Show HN: PaperGrep – Find academic papers referenced in production code
papergrep.devAround 9 years ago I wrote a blog-post looking for scientific papers in OpenJDK [0]. Back then I simply greped the source code searching for PDFs and didn't even know what a DOI is.
Since then, whenever I entered a new domain or worked in a new codebase, I wished I could see the papers referenced in the source. For example, PyTorch has great papers [1] describing implementation details of compilation and parallelization techniques. Reading those papers + the code that implements them is incredibly helpful for understanding both the domain and the codebase.

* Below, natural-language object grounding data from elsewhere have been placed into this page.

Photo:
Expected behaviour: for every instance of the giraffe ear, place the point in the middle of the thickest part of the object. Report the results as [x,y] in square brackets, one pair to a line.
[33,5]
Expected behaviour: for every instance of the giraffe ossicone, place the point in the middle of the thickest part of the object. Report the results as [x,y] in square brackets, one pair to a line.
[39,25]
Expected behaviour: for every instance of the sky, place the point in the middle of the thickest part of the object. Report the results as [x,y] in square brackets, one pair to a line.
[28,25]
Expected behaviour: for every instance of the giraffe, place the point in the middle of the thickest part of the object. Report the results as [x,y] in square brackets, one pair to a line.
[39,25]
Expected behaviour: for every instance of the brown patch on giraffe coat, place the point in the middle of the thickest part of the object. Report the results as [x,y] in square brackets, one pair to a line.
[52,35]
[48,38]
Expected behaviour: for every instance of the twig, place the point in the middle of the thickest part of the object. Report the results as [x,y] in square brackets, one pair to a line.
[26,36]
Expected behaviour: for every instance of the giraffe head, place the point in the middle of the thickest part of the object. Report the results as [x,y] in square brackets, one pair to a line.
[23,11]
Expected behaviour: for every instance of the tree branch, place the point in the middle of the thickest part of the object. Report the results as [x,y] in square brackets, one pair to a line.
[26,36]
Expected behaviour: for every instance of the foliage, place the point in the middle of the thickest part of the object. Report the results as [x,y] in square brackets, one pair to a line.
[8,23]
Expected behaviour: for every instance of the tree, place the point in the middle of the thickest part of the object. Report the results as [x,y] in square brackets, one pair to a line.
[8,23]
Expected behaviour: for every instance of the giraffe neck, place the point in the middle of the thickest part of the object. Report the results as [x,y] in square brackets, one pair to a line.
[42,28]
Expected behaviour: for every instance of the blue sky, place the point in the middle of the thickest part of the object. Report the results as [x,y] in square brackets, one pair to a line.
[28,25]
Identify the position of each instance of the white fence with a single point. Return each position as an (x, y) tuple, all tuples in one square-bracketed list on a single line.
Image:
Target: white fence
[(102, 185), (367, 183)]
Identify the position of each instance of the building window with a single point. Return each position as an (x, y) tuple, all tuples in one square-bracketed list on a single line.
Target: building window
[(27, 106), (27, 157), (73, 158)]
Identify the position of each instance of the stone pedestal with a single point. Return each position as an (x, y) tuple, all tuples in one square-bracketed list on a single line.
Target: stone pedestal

I finally decided to build PaperGrep as a simple tool for this. The biggest challenge wasn't parsing citations (though that's hard) - it's organizing everything in a useful way, which I'm still figuring out.
So far, the process is semi-automated: most of the tedious parts such as parsing, background jobs, metadata search is automated, but there is still a lot of manual work to review/curate the papers coming from ambigous or unclear citations.
Yet, I've already found some interesting papers to read through, so the effort was definitely worth it! Current selection of repos is biased based on my interests - what domains/repos am I missing?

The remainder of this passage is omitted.